Next / Previous / Contents / Shipman's homepage

4. Using the kwic.py module

Note

All character handled by this module uses Python's unicode type for full Unicode compatibility.

Any value of type str you provide must use UTF-8 encoding. Any text value provided by this module will have type unicode.

Here is the general procedure for using this module:

  1. Import the module and call the KwicIndex constructor to get an empty instance.

  2. Feed this instance the set of lines (strings) to be indexed. Lines may be either type unicode, or type str encoded as UTF-8. With each line that you feed it, you may also pass a value (such as a URL or page number) that will be associated with that line.

  3. Ask the instance to produce the index entries in alphabetical order as a sequence of instance of class KwicEntry.

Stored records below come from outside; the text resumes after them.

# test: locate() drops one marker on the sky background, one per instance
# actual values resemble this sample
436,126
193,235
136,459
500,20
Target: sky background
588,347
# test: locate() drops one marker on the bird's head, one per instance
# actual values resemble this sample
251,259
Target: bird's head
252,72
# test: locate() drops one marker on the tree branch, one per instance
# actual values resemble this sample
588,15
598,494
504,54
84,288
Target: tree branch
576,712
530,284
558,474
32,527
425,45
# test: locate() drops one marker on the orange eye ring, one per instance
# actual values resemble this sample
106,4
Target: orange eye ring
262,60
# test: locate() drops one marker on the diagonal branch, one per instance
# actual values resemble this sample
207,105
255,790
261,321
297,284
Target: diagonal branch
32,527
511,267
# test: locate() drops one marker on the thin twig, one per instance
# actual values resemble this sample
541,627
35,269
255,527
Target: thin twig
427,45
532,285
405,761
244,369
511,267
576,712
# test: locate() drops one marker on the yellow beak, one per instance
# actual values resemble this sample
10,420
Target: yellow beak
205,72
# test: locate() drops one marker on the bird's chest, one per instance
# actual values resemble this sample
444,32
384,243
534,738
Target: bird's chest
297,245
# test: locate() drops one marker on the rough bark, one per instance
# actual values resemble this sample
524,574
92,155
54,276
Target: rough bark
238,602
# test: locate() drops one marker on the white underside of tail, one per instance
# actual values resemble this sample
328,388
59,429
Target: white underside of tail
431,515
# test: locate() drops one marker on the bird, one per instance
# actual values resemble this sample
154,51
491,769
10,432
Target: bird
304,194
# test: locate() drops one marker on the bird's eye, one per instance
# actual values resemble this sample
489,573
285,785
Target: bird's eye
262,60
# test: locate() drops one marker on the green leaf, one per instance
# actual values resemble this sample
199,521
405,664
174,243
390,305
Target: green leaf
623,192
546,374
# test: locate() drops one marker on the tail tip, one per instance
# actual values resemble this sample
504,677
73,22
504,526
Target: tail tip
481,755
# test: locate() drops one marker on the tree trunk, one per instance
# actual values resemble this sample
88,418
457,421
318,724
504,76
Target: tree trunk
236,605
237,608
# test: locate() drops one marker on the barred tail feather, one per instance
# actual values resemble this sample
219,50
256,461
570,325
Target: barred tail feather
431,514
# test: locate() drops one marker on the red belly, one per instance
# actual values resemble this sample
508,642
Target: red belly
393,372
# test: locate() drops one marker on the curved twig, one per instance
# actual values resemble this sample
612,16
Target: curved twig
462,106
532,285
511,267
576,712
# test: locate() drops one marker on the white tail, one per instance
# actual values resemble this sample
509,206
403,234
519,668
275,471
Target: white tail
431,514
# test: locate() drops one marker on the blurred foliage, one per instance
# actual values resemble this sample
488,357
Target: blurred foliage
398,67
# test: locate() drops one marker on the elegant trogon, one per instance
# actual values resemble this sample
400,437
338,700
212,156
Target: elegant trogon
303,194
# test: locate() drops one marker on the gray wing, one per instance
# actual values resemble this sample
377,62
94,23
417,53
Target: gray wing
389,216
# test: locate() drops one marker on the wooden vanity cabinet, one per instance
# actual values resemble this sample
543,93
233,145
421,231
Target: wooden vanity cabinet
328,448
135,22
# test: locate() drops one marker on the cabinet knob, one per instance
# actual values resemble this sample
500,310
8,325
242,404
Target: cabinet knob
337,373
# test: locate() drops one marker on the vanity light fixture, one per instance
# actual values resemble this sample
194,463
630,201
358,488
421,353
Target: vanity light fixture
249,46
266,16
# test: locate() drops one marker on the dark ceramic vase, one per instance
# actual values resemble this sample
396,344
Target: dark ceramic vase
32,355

4.1. Using the KwicIndex class

Here is the interface to the KwicIndex class.

KwicIndex(stopList=None)

Returns a new KwicIndex instance with no references in it. The stopList argument must be a sequence of zero or more stop words. The default value is a stop word list given in Section 13, “The default stop_words file”.

.index(s, userData=None)

The argument s is a line of text. All words in s that are not in the stopList are added to the instance. The instance associates the userData with the line so it can be retrieved later when the index is generated.

.genWords(prefix='')

Generate all the unique keywords in the instance that start with the supplied prefix, as a sequence of KwicWord instances, in ascending order by keyword.